416 patients were included in the final study sample.

Also excluded from the group were those with profound dementia, aphasia, or intubation unable to participate in interviews.

Were patients, clinicians, and study personnel blinded?

Interviewers performing the Geriatric Depression Scale, Mini-Mental Status Examination, and Confusion Assessment Method were blinded to the study aims and hypothesis. A computerized statistical analysis was performed using SAS. It was not clear whether the patients were blinded; however, informed consent was performed according to the Yale Institutional Review Board standards.

The purpose of the study was to determine whether the psychological symptoms of depression from the Geriatric Depression Scale, assessed at hospital admission, were associated with the incidence of delirium.
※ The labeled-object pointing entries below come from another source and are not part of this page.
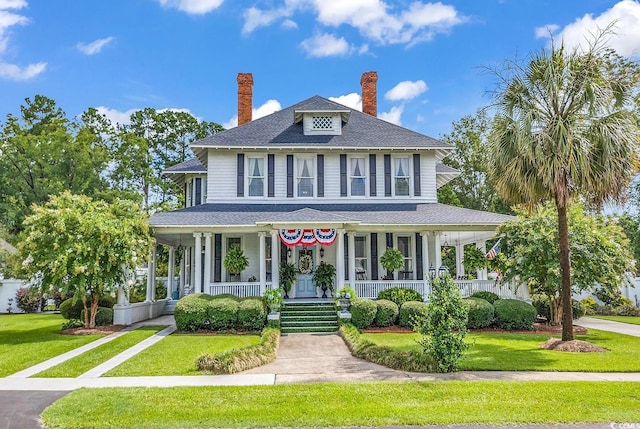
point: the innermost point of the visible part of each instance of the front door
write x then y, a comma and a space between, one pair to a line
305, 287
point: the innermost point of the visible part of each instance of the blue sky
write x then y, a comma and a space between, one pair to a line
123, 55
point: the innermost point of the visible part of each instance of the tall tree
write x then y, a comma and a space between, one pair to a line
565, 128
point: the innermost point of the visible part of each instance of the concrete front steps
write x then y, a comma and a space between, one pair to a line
309, 316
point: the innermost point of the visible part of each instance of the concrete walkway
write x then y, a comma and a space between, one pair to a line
608, 325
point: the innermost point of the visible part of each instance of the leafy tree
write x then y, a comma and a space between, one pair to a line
83, 246
565, 128
599, 250
474, 187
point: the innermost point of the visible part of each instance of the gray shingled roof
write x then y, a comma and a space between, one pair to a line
371, 214
279, 130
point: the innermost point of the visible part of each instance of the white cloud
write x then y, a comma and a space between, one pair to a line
406, 90
192, 7
14, 72
353, 100
269, 107
626, 40
325, 45
95, 46
374, 19
394, 115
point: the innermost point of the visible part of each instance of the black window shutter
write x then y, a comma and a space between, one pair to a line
343, 175
198, 196
387, 175
416, 175
373, 183
374, 256
419, 267
289, 176
320, 166
217, 264
240, 184
271, 175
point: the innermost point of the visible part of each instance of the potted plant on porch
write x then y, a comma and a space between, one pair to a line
324, 276
391, 260
235, 262
288, 275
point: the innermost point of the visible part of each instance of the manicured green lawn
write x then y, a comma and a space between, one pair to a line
623, 319
83, 363
521, 352
28, 339
177, 353
348, 404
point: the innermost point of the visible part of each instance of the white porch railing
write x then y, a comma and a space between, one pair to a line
240, 289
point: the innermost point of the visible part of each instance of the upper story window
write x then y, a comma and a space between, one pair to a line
255, 177
401, 176
306, 177
358, 177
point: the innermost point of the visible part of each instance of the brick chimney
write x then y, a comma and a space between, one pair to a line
245, 98
369, 93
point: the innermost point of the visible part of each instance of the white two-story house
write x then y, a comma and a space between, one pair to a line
316, 181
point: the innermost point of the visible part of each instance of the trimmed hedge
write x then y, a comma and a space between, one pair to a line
363, 312
481, 313
512, 314
386, 313
400, 295
487, 296
412, 312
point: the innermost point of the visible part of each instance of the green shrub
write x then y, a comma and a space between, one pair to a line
191, 312
363, 312
512, 314
481, 313
400, 295
386, 313
252, 315
104, 316
487, 296
222, 314
412, 313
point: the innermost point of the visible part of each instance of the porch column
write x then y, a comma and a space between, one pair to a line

Some of the previous studies that did not find such a correlation, looked at the somatic symptoms such as withdrawal, apathy, and vigor (fatigue, insomnia) that can be seen in older adults, particularly the acutely ill, for other reasons (comorbid illness).

Patients were assessed at admission and daily for delirium with the Confusion Assessment Method. They were evaluated for psychological symptoms of depression including dysphoric mood and hopelessness using the GDS-15 (on the last page) at the screening interview. The MMSE was administered at admission and during daily interviews, and the medical record was reviewed for a diagnosis of dementia. Functional status was evaluated with ADL and IADL scales. Visual and hearing impairment were tested. The Charlson Comorbidity Index (burden of chronic comorbid conditions) and the APACHE II score (risk index for mortality in patients in ICU to predict LOS) were determined using the medical record. Meds taken before admission and BUN:creatinine ratio were determined.

Stats in Tables 1–3 . Analyzed delirium only in first 5 days to decrease effect of hospitalization events. Cox proportional hazards regression models were used. Medical comorbidity was taken into account.

Results:

Delirium: 36 (8.6%)/416 patients developed delirium within 5 days of hospitalization. They were older, less were Caucasian, lower education level, poorer cognitive functioning, more had dementia, more had functional impairments, had more severe illness, higher BUN/cr ratio, same amt of surgery.

Dementia: Of those with delirium, they had 5.7 depressive symptoms at baseline vs 4.2 symptoms without delirium.

Delirious patients had higher total depression scores (table 3), more dysphoric mood symptoms, and more hopelessness symptoms. Withdrawal-apathy-vigor symptoms did not differ.

Number of mood symptoms was higher in patients taking anticonvulsants, anxiolytics, sedatives, antipsychotics, hypnotics (specifically hopelessness).

Covariates were controlled for (last paragraph p 687). Minimal degree of confounding as more covariates were added. Meds also included without prediction of delirium.

Strengths: Medical patients, p. 689 second-to-last paragraph.

Weaknesses: Psych dx of depression not used.

Conclusions: See first page of this. Determine correlation b/w depression and delirium, screen for depression to keep us more vigilant (looking for delirium) when these patients are admitted to the hospital.